そのまま突っ走り人目が無くなったところで自宅のガレージに転移した。
最後だけ自重した。
流石にそのまま戻ってきたら騒ぎになりそうだからな。
あー、楽しかった。
久しぶりに脳味噌のタガが外れそうになるほど笑ってはしゃいだよ。
ストレスやらいろんなものが吹っ飛んだな・・・ついでに常識も。
セバスチャンは買出し中だし、久しぶりに俺が昼ご飯を作ろう。
昨日マリアが獲ってきてくれたサーモンでカルパッチョを作る。
これも昨日セバスチャンが採ってきてくれた木の実の中にオリーブがあったので。
生姜が食材にあったのでメイン料理は豚バラ肉の生姜焼き。
料理をしているとるびなが走って、飛んで俺の後頭部に掴まる。
「とうちゃん、何あれ? ビューンって。

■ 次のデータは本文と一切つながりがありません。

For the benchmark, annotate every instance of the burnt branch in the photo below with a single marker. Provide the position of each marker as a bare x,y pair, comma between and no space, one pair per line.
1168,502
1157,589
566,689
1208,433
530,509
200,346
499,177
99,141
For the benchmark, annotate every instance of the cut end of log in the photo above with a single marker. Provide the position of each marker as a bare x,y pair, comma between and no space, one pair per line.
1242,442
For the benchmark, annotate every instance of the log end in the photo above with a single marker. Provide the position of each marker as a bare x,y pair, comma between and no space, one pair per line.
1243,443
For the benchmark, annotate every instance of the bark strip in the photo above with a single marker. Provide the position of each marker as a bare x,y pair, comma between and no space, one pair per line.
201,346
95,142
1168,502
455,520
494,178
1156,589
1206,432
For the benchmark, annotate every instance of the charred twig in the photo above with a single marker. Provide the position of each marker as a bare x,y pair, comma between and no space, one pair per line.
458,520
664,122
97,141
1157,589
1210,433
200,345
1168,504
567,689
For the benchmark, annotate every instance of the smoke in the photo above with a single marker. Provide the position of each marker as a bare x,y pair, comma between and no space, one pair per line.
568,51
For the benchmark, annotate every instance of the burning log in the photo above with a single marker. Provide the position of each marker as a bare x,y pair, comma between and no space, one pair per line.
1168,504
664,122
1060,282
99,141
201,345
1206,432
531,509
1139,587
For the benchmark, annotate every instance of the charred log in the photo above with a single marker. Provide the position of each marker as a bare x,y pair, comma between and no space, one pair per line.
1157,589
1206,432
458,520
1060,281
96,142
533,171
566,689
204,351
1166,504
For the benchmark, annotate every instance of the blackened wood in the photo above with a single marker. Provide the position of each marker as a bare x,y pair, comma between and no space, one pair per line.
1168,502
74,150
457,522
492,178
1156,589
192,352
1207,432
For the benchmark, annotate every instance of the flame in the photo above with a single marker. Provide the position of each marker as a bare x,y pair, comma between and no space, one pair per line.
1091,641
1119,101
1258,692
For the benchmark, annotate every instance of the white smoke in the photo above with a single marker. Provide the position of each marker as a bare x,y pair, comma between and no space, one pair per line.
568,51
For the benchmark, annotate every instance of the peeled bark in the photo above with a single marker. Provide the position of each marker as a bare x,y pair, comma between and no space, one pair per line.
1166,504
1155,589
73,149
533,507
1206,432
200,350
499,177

すっげーっし! 川の上をボーって」
「おー、とうちゃんはすっごいぞー。マリア、アイテムボックスからスープをだして温めておいてくれ」
「はい」
マリアがテキパキ動いて先回りをして準備していくので料理がはかどる。
セバスチャンが帰ってきたので片づけを任せて、俺は念輪でみんなを呼ぶ。
「アイリ、ミー、クラリーナ。昼食を作ったぞ。そろそろ食べにおいで」
「ハーイってしんちゃんが今日は作ったの?」
「えっ? しん様って料理も出来るんですか?」
「出来るも何もマリアやセバスチャンが持ってるスキルって、もともとはしん君のだよ? しん君の料理は・・・すっごいのよ。女としての自信がぁ~、とかねもう何もかもがぶっ飛んでく美味しさよ」
「・・・んごきゅ。それは楽しみです」
ダイニングテーブルに嫁3人が走ってきた。
「ほーら、飢えた魔獣のようにお食べ、子猫ちゃんたち」
って誰も俺の変なセリフにツッコミを入れてくれない。
マジで飢えた魔獣のようにガツガツ食べてる。
テーブルの真ん中におかわり用に作っておいた肉が大皿に積まれていたのにすぐになくなる。
俺も食べてたのに気付くと嫁3人の目線による無言の
『お前が何食っとんねん。はよ次焼けや』
というプレッシャーに負けて肉を焼き続けた。